Raakow J, Schulte-Mäter J, Callister Y, Aydin M, Denecke C, Pratschke J, Kilian M
Department of Surgery, Charité Campus Mitte, Campus Virchow Klinikum, Charité - Universitätsmedizin Berlin, Corporate Member of Freie Universität Berlin, Humboldt-Universität zu Berlin, and Berlin Institute of Health, Berlin, Germany.
Hernia. 2018 Dec;22(6):1083-1088. doi: 10.1007/s10029-018-1815-z. Epub 2018 Aug 29.
Incisional hernias to the subxiphoid region are rare and anatomically challenging, with bony and cartilaginous structures attaching, as well as conflating abdominal fascia. The repair of hernias in this region is, therefore, difficult and prone to recurrence. The surgical treatment can be done by open or laparoscopic repair but very little is known about which method is superior. We, therefore, reviewed our data of patients undergoing repair of subxiphoid hernias.
Between January 2010 and June 2015 twenty-eight patients were treated by laparoscopic (n = 8) or open (n = 20) hernia repair due to an incisional hernia in the subxiphoid region. Patients with ventral hernias with an origin more distal than the M1-area only extending into the subxiphoid region and those undergoing suture hernia repair were excluded.

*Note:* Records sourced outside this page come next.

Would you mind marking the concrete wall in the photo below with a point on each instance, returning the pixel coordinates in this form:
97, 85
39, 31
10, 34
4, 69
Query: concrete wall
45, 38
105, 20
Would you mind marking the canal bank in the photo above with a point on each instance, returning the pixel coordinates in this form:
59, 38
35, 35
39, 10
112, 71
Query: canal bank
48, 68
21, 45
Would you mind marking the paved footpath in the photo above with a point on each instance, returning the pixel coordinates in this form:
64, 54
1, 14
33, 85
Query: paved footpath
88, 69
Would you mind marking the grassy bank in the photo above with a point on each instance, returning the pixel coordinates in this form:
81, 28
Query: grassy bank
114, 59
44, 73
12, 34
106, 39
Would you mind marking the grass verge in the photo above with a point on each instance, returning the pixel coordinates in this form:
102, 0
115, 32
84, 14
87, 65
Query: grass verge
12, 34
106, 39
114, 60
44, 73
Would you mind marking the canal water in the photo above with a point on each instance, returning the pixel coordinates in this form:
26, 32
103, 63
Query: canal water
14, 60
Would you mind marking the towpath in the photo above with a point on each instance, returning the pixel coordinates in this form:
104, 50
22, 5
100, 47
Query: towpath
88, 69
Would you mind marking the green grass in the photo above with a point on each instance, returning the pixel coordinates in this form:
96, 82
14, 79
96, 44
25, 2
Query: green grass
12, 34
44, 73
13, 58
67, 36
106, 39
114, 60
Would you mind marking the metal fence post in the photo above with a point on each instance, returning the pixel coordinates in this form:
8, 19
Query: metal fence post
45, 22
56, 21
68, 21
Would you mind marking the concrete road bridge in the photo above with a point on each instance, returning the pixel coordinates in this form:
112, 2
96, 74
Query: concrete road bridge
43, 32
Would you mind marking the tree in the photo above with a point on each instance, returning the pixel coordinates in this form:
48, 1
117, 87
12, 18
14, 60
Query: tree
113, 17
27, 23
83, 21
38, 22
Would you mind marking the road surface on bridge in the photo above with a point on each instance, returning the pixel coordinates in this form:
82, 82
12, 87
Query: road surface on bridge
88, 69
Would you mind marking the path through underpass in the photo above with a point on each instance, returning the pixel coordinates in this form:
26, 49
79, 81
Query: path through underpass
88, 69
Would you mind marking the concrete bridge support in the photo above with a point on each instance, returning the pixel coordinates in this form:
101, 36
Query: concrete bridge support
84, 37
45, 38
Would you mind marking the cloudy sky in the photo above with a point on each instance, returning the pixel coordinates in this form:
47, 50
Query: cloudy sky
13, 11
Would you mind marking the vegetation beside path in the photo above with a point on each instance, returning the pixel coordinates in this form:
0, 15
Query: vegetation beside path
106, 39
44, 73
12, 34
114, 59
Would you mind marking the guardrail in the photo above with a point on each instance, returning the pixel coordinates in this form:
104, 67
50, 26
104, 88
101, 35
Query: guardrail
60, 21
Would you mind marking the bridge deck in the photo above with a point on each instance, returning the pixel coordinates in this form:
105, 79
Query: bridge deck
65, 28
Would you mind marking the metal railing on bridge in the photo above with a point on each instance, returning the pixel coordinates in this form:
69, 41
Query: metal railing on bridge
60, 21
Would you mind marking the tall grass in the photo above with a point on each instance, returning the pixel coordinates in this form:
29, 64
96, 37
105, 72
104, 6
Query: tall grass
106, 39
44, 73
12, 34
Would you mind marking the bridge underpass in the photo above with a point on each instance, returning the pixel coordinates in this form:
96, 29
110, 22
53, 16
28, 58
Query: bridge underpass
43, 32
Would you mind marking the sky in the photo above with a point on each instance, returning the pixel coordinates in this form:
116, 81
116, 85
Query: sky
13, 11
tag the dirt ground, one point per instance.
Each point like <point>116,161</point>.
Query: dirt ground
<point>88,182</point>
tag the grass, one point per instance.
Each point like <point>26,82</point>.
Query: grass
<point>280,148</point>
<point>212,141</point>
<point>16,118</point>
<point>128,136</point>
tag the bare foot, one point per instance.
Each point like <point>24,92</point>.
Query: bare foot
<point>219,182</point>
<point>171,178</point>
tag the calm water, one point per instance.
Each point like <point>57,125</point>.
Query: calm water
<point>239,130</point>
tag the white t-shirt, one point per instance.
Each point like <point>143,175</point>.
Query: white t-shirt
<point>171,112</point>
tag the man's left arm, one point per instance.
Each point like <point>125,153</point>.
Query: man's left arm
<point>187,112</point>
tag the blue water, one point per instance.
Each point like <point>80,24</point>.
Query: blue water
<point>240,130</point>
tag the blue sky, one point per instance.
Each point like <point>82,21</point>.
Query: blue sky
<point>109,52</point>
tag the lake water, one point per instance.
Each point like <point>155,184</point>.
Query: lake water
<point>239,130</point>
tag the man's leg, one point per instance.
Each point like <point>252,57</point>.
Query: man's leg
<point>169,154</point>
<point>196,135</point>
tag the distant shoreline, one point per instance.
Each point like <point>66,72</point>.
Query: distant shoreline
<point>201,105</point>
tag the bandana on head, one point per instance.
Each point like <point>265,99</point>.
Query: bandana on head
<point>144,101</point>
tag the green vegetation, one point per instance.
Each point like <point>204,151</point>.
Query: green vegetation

The hernia sizes, in terms of length, width and EHS classification, did not vary between open and laparoscopic repair. The duration of laparoscopic surgery was significantly shorter than the mean operative time for an open subxiphoid hernia repair (168.1 min vs. 96.1 min, respectively; p = 0.012). The groups did not differ significantly in terms of overall postoperative complications (p = 0.568) but the grade (Clavien-Dindo) of complications was higher following open repair leading to three reoperations. Within the follow-up time, we diagnosed significantly (p = 0.031) more subxiphoid hernia recurrences after laparoscopic repair (37.5%, n = 3) than after open repair (0%).
Laparoscopic and open repair of subxiphoid incisional hernias are both technically challenging compared to other midline hernias. Referring to our results laparoscopic repair has shorter operative times, lower postoperative morbidity with a higher recurrence rate compared to open repair but the sample size is too small for an overall conclusion.
剑突下区域的切口疝较为罕见,且在解剖结构上具有挑战性,该区域有骨骼和软骨结构附着,同时腹部筋膜相互交织。因此,该区域疝的修复困难且易于复发。手术治疗可通过开放或腹腔镜修复进行,但对于哪种方法更具优势知之甚少。因此,我们回顾了接受剑突下疝修补术患者的数据。
2010年1月至2015年6月期间,28例因剑突下区域切口疝接受腹腔镜(n = 8)或开放(n = 20)疝修补术的患者。仅延伸至剑突下区域且起源比M1区域更远端的腹疝患者以及接受缝合疝修补术的患者被排除。
就长度、宽度和欧洲疝学会(EHS)分类而言,开放修补和腹腔镜修补之间的疝大小没有差异。腹腔镜手术的持续时间明显短于开放剑突下疝修补术的平均手术时间(分别为168.1分钟和96.1分钟;p = 0.012)。两组在总体术后并发症方面没有显著差异(p = 0.568),但开放修补术后并发症的分级(Clavien-Dindo)更高,导致3例再次手术。在随访期间,我们诊断出腹腔镜修补术后剑突下疝复发(37.5%,n = 3)明显多于开放修补术后(0%)(p = 0.031)。
与其他中线疝相比,剑突下切口疝的腹腔镜和开放修补在技术上都具有挑战性。根据我们的结果,腹腔镜修补术的手术时间较短,术后发病率较低,但与开放修补相比复发率较高,不过样本量太小,无法得出总体结论。